Car Wars is truly one of the great games of all time. Not at all what people would make today, no… but really it held it’s own against titans such as Star Fleet Battles and BattleTech. And unlike its many competitors that focused on more military themes, Car Wars gave you all the high tech guns and toys you could want without bugging you with annoying stuff like a chain of command, total war, and prime directives. It wasn’t Striker and it wasn’t Air War… it was a unabashedly a game— designed for teenagers that would just play it and keep playing it over and over and over. (Modern board games are typically designed to be played just three to five times; I know… it’s nuts!)

Car Wars appealed to just a huge range of people, too. (If your game group didn’t really “get” the role-playing games that TSR was putting out at the time, they could certainly figure this out.) What would now appear to be almost an OCD level obsession with “realism” in (among other examples) the hovercraft movement rules sits side by side military equipment that pretty much makes no sense. I mean, it’s like the VLAW in this game is something you could pick up over the counter at WalMart or something. But as crazy as all it was, it was unaccountably and engrossingly fun. You could certainly quibble with where the designers and developers drew the line on anything, but the fact remains… the game really hit a sweet spot and caused a sensation.

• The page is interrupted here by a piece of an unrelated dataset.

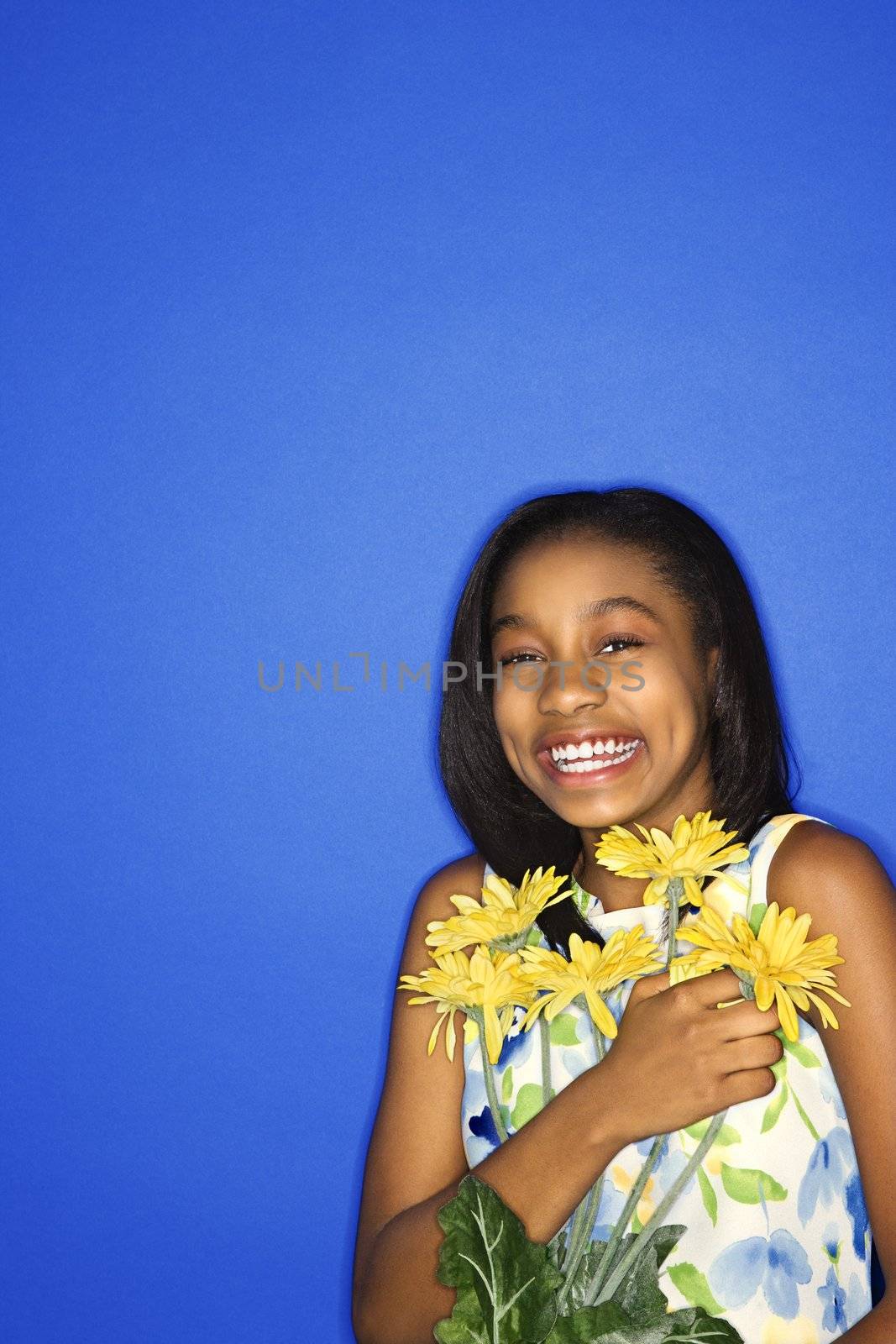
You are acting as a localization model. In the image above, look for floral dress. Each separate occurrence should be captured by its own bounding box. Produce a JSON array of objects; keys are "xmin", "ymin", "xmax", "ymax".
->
[{"xmin": 462, "ymin": 811, "xmax": 872, "ymax": 1344}]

This has probably been a bit too much information if you’re completely new to this game– and if it is, don’t sweat it. This game will not steer you wrong no matter how you play it. Your tastes probably differ from mine, but if you just start playing and make adjustments from one session to the next, you’ll eventually pin down what works best for you. And if you’re still not quite sure what to do when you roll out of the pits and into the arena the first time, just remember this: Drive Offensively!

14 Comments
  • Love this article! I was a big CW fan back in the day and even contributed to it (see Boat Wars under my birth name of David W. Dyche, http://boardgamegeek.com/boardgame/8367/boat-wars-car-wars-supplement)

    • Jeffro says:

      I personally think that Boat Wars is underrated. (I was insanely jealous of my friend’s black plastic edition of that and completely dig the huge blue maps from the big box version.) Thank you for your contribution to the game!

  • Daniel says:

    I can still smell Car Wars – both the original paper and chits and the melted, exploded, coal-fired, kerosene, blowtorched, hammered, sledgehammered and gunshot hot wheels cars that I bought in multiple duplicates.

    …because, you know, it was interesting from an academic perspective to convert 1:180 scale to 1:64. Ah…because I liked math?

    • Jeffro says:

      With a large enough turning key, you could play with actual cars…!

      • Daniel says:

        The best one I had was a silver Stingray that fused weird when I had it in the vice in my patented “Bic to simulate flattened tires” approach. The fire melted a decal or paint or something on the side and I swear it came out looking like a side mounted machine gun.

        I tried to do the same thing on a ‘vette without a flat so I’d have its pristine pre-violence version. Oops. Melted the windshield and got no gun out of it.

    • Loren says:

      I still run events using 1:24 scale models at 8x scale.

  • Darius says:

    Had the Deluxe edition, and Dueltrack. Can’t remember if I got the compendium.

    Loved, loved, loved it.

  • Daniel says:

    Now, I will say that having no flip-wrecks is the worst of the deals for me. So are the wreckers on a separate card, or are there just generic wreck cards?

    In hot wheels terms, I had a pristine, a battle damaged and a wreck version for about a half dozen cars.

    Strangely, I probably had thirty additional wrecked versions, too. I don’t know, in case you needed a ton of wrecks and no starting functional cars.

  • Amadan says:

    I have almost every supplement you posted here. Including an old stack of ADQs. 🙂

    Haven’t played Car Wars in years, but this really makes me want to break it out again.

    • Jeffro says:

      My son is currently in the process of working up a hovercraft design. I should have realized that was inevitable given that his first “serious” hobby game was G.E.V.!

  • Geoff Speare says:

    This is the most amazing review of Car Wars ever. Thank you!